2. Harry Reid will actually have trouble winning his own partys nomination before losing by double digits in November.

3. Nancy Pelosi will lose huge amounts of support even in her own far-far left wing district. She will win, but not by much and will fall out of favor even in her own party.

4. Tea Partiers will not go away, but will actually grow...peaking at a huge 912 event kicking off the final election push. More than 3 millions will show up in D.C. and over 5 million nationwide for the event.

5. At least 10 more blue dog dems will switch parties to the Republicans.

6. Counting the dozen or so blues dogs that switch parties, the Republicans will win back the House with the biggest sweep of Congress in history. More than 125 Dems and Reps will lose their seats in the House either in the primaries or in the election. Republicans will take over control of the House by at least 10 seats.

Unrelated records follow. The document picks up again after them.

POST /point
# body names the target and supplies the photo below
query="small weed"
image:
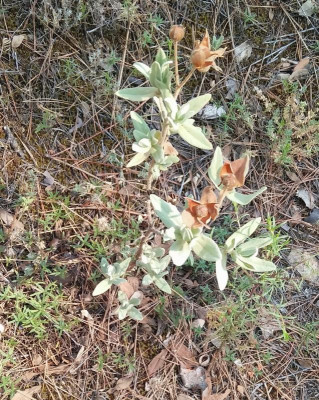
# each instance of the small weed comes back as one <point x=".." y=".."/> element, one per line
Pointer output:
<point x="147" y="38"/>
<point x="207" y="294"/>
<point x="37" y="311"/>
<point x="279" y="242"/>
<point x="230" y="355"/>
<point x="249" y="17"/>
<point x="179" y="315"/>
<point x="48" y="120"/>
<point x="237" y="110"/>
<point x="293" y="130"/>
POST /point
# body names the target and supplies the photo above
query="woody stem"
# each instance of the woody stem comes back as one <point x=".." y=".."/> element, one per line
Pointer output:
<point x="162" y="142"/>
<point x="221" y="196"/>
<point x="176" y="64"/>
<point x="180" y="86"/>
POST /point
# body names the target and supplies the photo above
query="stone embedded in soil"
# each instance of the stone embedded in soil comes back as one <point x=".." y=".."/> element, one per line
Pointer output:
<point x="306" y="264"/>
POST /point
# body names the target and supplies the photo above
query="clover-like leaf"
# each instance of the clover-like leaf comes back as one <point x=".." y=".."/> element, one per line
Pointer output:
<point x="205" y="248"/>
<point x="242" y="234"/>
<point x="192" y="107"/>
<point x="167" y="212"/>
<point x="138" y="93"/>
<point x="193" y="135"/>
<point x="215" y="167"/>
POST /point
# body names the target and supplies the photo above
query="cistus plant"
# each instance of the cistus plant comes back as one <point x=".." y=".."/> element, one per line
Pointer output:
<point x="187" y="231"/>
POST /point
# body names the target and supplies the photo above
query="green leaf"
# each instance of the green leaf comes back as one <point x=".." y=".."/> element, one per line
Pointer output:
<point x="104" y="265"/>
<point x="147" y="280"/>
<point x="192" y="107"/>
<point x="118" y="281"/>
<point x="179" y="252"/>
<point x="194" y="135"/>
<point x="156" y="76"/>
<point x="255" y="264"/>
<point x="163" y="285"/>
<point x="215" y="167"/>
<point x="164" y="262"/>
<point x="143" y="69"/>
<point x="134" y="313"/>
<point x="138" y="94"/>
<point x="140" y="125"/>
<point x="122" y="312"/>
<point x="249" y="248"/>
<point x="168" y="213"/>
<point x="122" y="297"/>
<point x="102" y="287"/>
<point x="137" y="159"/>
<point x="244" y="199"/>
<point x="171" y="106"/>
<point x="123" y="265"/>
<point x="143" y="146"/>
<point x="161" y="57"/>
<point x="205" y="248"/>
<point x="221" y="271"/>
<point x="242" y="234"/>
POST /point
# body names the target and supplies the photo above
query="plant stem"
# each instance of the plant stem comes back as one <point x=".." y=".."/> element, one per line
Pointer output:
<point x="176" y="64"/>
<point x="162" y="142"/>
<point x="180" y="86"/>
<point x="223" y="193"/>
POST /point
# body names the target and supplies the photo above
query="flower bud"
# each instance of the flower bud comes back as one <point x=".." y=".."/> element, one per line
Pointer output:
<point x="176" y="33"/>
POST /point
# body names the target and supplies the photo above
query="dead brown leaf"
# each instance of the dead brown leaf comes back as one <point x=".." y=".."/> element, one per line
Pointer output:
<point x="240" y="389"/>
<point x="27" y="394"/>
<point x="219" y="396"/>
<point x="183" y="396"/>
<point x="302" y="64"/>
<point x="17" y="41"/>
<point x="268" y="323"/>
<point x="157" y="362"/>
<point x="6" y="217"/>
<point x="36" y="360"/>
<point x="60" y="369"/>
<point x="122" y="383"/>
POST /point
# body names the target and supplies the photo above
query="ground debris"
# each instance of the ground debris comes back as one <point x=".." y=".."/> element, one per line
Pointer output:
<point x="157" y="363"/>
<point x="307" y="197"/>
<point x="242" y="52"/>
<point x="268" y="323"/>
<point x="194" y="378"/>
<point x="308" y="8"/>
<point x="305" y="263"/>
<point x="27" y="394"/>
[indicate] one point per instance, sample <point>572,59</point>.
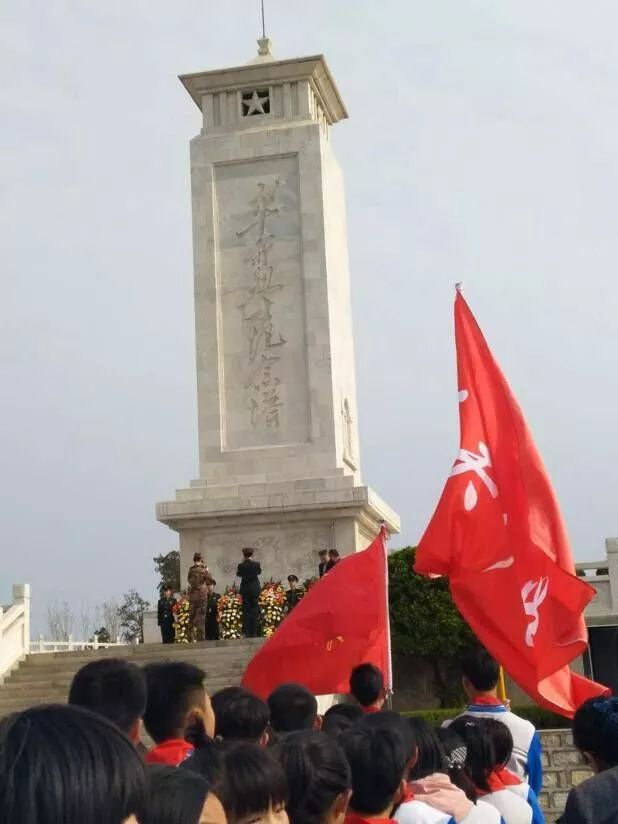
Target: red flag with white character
<point>498,535</point>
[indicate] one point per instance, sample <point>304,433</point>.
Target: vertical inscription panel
<point>262,348</point>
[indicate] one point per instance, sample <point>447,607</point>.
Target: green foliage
<point>131,615</point>
<point>168,570</point>
<point>541,718</point>
<point>424,619</point>
<point>426,623</point>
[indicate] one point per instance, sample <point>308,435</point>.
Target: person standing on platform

7. Dick Morris predicts that the Republicans will win back the Senate too. I agree. The result will accentuate the mandate AGAINST Obama policy.

8. Iran will develop nukes, but Obama will do nothing...nothing except prevent Israel from bombing Tehran back to the 8th century.

9. There will be several terrorist attacks on US soil. None nearly as bad as 91 but none the less leading to outrage and anger and despair in many ways. If there IS another major attack, it will be in multiple cities at one time (including, D.C., NYC, LA, Atlanta and Seattle. I pray to God it doesn't happen.

10. The dollar will stabilize only long enough for us to take a breather from the down cycle we've been under. Unemployment will not get better, though it is close to at its worse. The falling tax revenues from the unemployment figures will blow deficit predictions out of the water and cause the next major troubles in the stock market and for our dollar. Gold, and especially silver, will go through the roof.

11. Growing unrest from unemployment, socialist D.C. policies, and international tensions will lead us to the precipice of civil war. It will be a tinder box. We must hope and pray no one throws a match on it to light it. Or we will be far worse off than I predict.

12. The issue of Obama's eligibility will continue to fester for the first half of the year. More and more cases will be brought forward under differing conditions. I am predicting that it will never be discovered where he was born. They will continue market it as an issue of the fringe whackos. And the upcoming 2010 election will divert attention away from it, even with patriots. It IS possible that the Republican take over in 2010 will lead to an investigation by Republican led Congress. But don't count on it.

13. If a health care bill of any kind will pass it will be right away in January. If so, the controversy will not go away. The constitutionality of it will be challenged immediately. A court order will be sought to put a hold on ALL of it until its constitutionality can be determined. Obama will, of course, fight it. As will the fringe media. Enough of a delay will ensue that the 2010 elections will basically kill the bill...HOWEVER...we must not let it end that way. If it is signed, even if the courts never determine its constitutionality...stays are only temporary unless renewed. If we do not move to rescind the bill it WILL kick in eventually.

14. The Saints will win the Super Bowl and Drew Brees the SB MVP.
15. Cavs will win the NBA title.
16. Sharks will lose to the Devils in the NHL
17. Tiger will not play at all this year, get a divorce, go into depression and possibly retire.
18. Boston Red Sox will win the World Series.
19. Avatar will win 10 Oscars
20. Taylor Swift will win 6 Grammies, Kanye West none.
21. I won't be asked by the National Enquirer to do predictions for 2011.